7 in 10 students who currently use tobacco used a flavored product
An estimated 70 percent of U.S. middle and high school students who have used a tobacco product in the past 30 days have used at least one flavored tobacco product during this period, according to a study published by the Centers for Disease Control and Prevention (CDC) and the Food and Drug Administration (FDA) in today’s Morbidity and Mortality Weekly Report (MMWR).
Data from the 2014 National Youth Tobacco Survey (NYTS) show that among students who used each of the following tobacco products in the past 30 days (defined as current users), 63.3 percent (1.58 million) had used a flavored e-cigarette, 60.6 percent (1.02 million) had used flavored hookah tobacco, 63.5 percent (910,000) had used a flavored cigar, 58.8 percent (690,000) had used flavored smokeless tobacco, 53.6 percent (900,000) had used menthol cigarettes, and 42.3 percent (120,000) had used flavored tobacco in pipes.

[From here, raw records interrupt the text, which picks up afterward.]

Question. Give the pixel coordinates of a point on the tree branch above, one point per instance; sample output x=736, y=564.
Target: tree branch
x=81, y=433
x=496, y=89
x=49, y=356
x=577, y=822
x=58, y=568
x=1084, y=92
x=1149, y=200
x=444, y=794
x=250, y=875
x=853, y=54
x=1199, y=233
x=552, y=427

About 18 percent of all high school students reported using at least one flavored product in the past 30 days; 5.8 percent reported using only non-flavored tobacco products. E-cigarettes (8.8 percent) were the most commonly used flavored tobacco product among high school students, followed by hookah (6.0 percent), cigars (5.3 percent), menthol cigarettes (5.0 percent), any smokeless tobacco (4.1 percent), and tobacco in pipes (0.7 percent).
“Flavored tobacco products are enticing a new generation of America’s youth into nicotine addiction, condemning many of them to tobacco-related disease and early death,” said CDC Director Tom Frieden, M.D., M.P.H. “Nicotine is not safe for the developing brain, and we must do everything we can to protect kids from a lifetime of tobacco use and nicotine dependence.”